Outside the cookshack, the rodeo grounds are bustling. "Whoo hoo! Good morning!" someone calls across the crowd of workers. Two bands are setting up, someone's making cardboard signs and a guy is stalking around on top of the picnic tables with a leaf blower, hoping to dry things out a bit before the tablecloths go down.

At 9:30, a full hour and a half before the barbecue is served, the first person stations herself at the front of the line. Unmoved by the long wait and the unseasonably drizzly weather, she stands calmly amid the chaos, explaining how she came nice and early so she could get to bingo on time. By 10 o'clock, there are hordes more in line behind her.

"Nice and juicy!"

The beef is ready

Back at the pits, the meat is still entombed, but not for long.
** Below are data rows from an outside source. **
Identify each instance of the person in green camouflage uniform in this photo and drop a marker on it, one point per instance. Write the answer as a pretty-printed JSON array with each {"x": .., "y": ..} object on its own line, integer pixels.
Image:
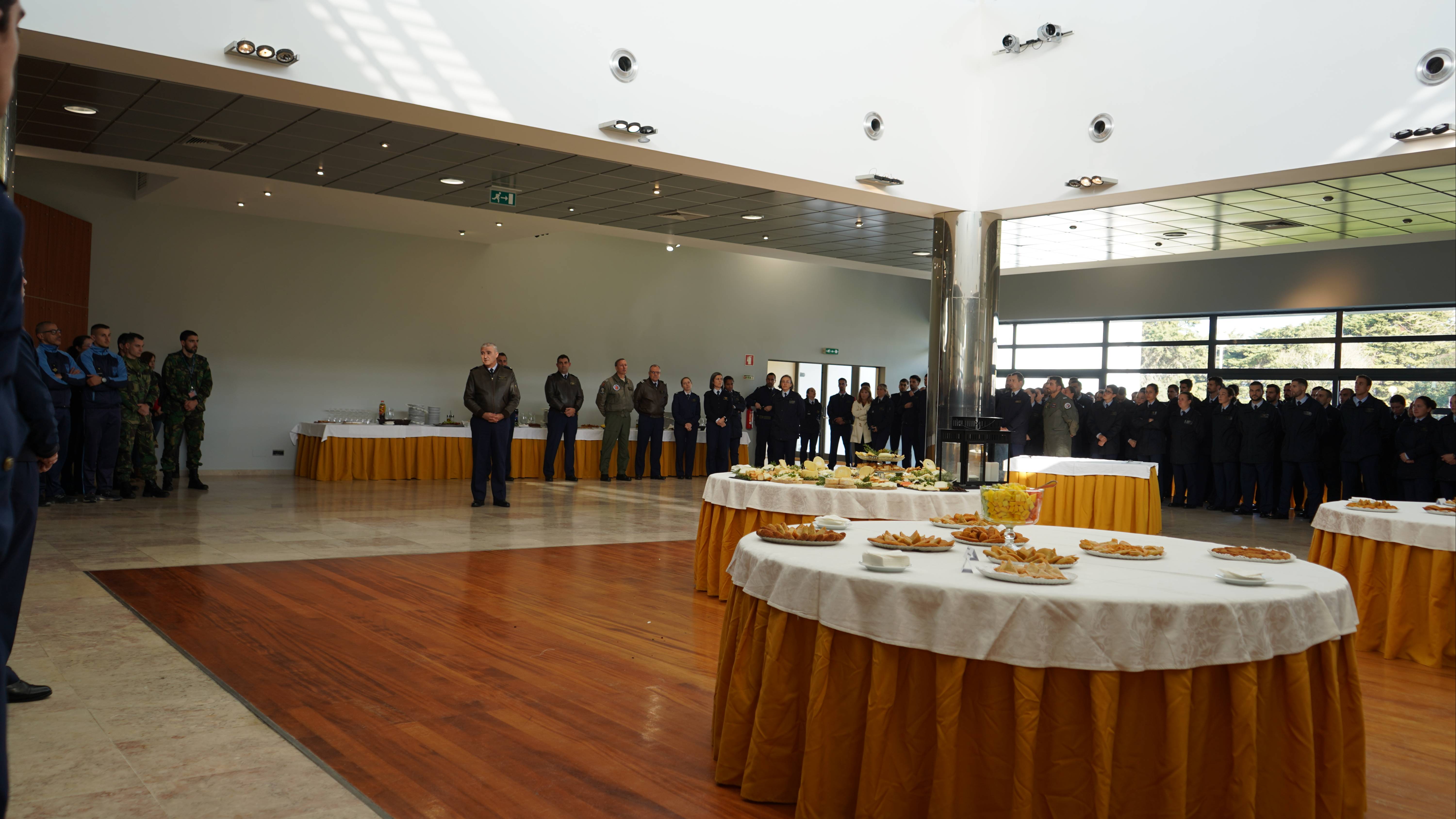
[
  {"x": 187, "y": 381},
  {"x": 138, "y": 396}
]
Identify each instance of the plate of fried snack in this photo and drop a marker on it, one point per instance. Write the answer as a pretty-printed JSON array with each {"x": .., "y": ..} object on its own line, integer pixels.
[
  {"x": 959, "y": 521},
  {"x": 1371, "y": 505},
  {"x": 912, "y": 543},
  {"x": 986, "y": 534},
  {"x": 1251, "y": 554},
  {"x": 1120, "y": 550},
  {"x": 804, "y": 535},
  {"x": 1034, "y": 573},
  {"x": 1027, "y": 554}
]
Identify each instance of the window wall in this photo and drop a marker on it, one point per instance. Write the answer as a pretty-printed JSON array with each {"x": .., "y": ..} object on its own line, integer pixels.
[{"x": 1404, "y": 350}]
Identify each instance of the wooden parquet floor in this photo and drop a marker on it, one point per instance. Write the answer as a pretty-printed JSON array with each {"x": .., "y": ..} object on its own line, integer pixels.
[{"x": 571, "y": 681}]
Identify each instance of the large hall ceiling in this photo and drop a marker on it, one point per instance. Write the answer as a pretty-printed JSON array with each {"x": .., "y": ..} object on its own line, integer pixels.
[
  {"x": 1356, "y": 207},
  {"x": 151, "y": 120}
]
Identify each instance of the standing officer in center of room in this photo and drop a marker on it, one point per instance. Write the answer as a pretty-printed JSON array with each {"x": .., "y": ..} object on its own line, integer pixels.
[
  {"x": 615, "y": 404},
  {"x": 491, "y": 396}
]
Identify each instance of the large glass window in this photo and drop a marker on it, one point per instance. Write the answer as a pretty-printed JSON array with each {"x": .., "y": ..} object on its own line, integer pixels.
[{"x": 1406, "y": 350}]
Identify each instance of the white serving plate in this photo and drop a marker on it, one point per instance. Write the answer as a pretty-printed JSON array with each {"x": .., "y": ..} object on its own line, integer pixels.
[
  {"x": 988, "y": 557},
  {"x": 995, "y": 575},
  {"x": 886, "y": 569},
  {"x": 912, "y": 549},
  {"x": 1125, "y": 557},
  {"x": 788, "y": 543},
  {"x": 1250, "y": 559}
]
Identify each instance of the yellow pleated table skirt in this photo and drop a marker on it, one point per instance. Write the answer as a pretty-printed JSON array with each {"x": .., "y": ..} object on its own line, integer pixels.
[
  {"x": 442, "y": 458},
  {"x": 851, "y": 728},
  {"x": 1098, "y": 502},
  {"x": 1406, "y": 595}
]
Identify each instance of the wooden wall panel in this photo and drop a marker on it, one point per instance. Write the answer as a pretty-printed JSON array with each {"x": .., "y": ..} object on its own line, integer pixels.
[{"x": 58, "y": 267}]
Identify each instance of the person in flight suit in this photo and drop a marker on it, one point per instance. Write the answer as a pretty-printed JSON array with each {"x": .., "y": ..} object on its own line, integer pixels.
[
  {"x": 63, "y": 377},
  {"x": 187, "y": 382},
  {"x": 101, "y": 398},
  {"x": 762, "y": 401},
  {"x": 1365, "y": 422},
  {"x": 841, "y": 423},
  {"x": 1417, "y": 442},
  {"x": 737, "y": 406},
  {"x": 491, "y": 396},
  {"x": 564, "y": 398},
  {"x": 1302, "y": 420},
  {"x": 136, "y": 422},
  {"x": 1106, "y": 422},
  {"x": 1259, "y": 444},
  {"x": 813, "y": 423},
  {"x": 650, "y": 400},
  {"x": 912, "y": 425},
  {"x": 717, "y": 410},
  {"x": 615, "y": 404},
  {"x": 788, "y": 419},
  {"x": 1014, "y": 409},
  {"x": 1224, "y": 451},
  {"x": 1061, "y": 419},
  {"x": 1152, "y": 436},
  {"x": 688, "y": 416},
  {"x": 1187, "y": 429}
]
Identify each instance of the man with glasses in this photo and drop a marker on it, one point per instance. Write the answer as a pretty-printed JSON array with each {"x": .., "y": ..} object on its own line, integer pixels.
[{"x": 63, "y": 377}]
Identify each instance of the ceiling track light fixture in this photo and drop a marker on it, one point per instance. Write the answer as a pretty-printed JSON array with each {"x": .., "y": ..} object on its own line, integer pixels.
[
  {"x": 879, "y": 180},
  {"x": 266, "y": 53},
  {"x": 1047, "y": 33},
  {"x": 1422, "y": 133},
  {"x": 1090, "y": 183}
]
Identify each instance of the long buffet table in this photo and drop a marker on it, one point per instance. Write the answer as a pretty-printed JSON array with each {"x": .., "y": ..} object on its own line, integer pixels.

Jacobsen hovers quiet and thoughtful. The tarps are off now, and people circle the pits, placing their hands on the covers to feel the warmth still coming through.

Jacobsen suddenly makes the call, "PULL THAT COVER!" he shouts, like the commander of a ship. Smoke billows from the pits, erupting with the smell of earthy charcoal. Jacobsen's grandson, Jake, settles his pitchfork into the first lump of meat, which has a weathered, greeny-brown, almost prehistoric look about it. It's so tender, it falls to pieces when he lifts it. People reach in with their hands and grab chunks to sample. The crew murmurs with satisfied approval: "Looks perfect..." "That taste never gets old..." "Just barely holding together..." "Nice and juicy..." "Not gonna argue with that..." "I don't want you to starve over there, anybody starves around here it's their own fault!"

Once the meat is evaluated and approved by the crew, another two of Jacobsen's grandkids sidle up with massive roasting pans. The meat is hoisted from the pit with more pitchforks, one roast at a time, and the kids run it across to the serving tables.

The line is outrageously long by now; it goes two or three people across, down the street, around the corner and spills into the baseball field parking lot. A few cunning folks have brought folding chairs for their stint of line dwelling. They spectate comfortably in the swarm of activity.

The music starts up and there's a random, hearty yelp from the crowd. It's time to eat. Everyone is smiling. The food servers glow with satisfaction as they load up the plates. The butter lady is careful to nestle the pat of butter next to the Jello so it won't melt when the meat goes on. The bean lady's got her baby girl in a backpack carrier, and her little feet are kicking to the time of the music. The meat guys are using a new technique to serve this year — 16-ounce red Solo cups — to provide more consistency in portions. It's not pretty, but it seems to be working.

As the band launches into a song about a farmer's daughter, I find a spot at a picnic table, unwrap my plastic utensils and dig in. The beans are good and tangy. The beef, smoky and messy and delicious, falls apart on the fork. Wally's crew has outdone itself with the potato salad, the bread is soft and it's a damn fine raspberry parfait.

"Everybody seems happy!" someone calls out to Dave Nicholson. "That's all we can ask for!" he replies heroically, disappearing into the frenetic crowd, clearly on a mission of some sort. All over the place, people are eating. Some are seated at the mind-bogglingly long picnic tables on the cookshack lawn and others are gathered around tailgates in the baseball field. In the middle of it all, two old cowboys catch each other's eye, nod across the crowd and exchange a thumbs up.

The end result of the all that work by all those people is nearly 2,000 paper plates of food served up in two hours flat. But really, it's so much more. It's family, community and tradition with a whole lot of love thrown in. As Karen Jacobsen leaned over and said around midnight, "It's nice to have roots set down so deep you can't move."

Editor's note: This story was updated from a previous version to correct the spelling of Tom Head's name. The Journal regrets the error.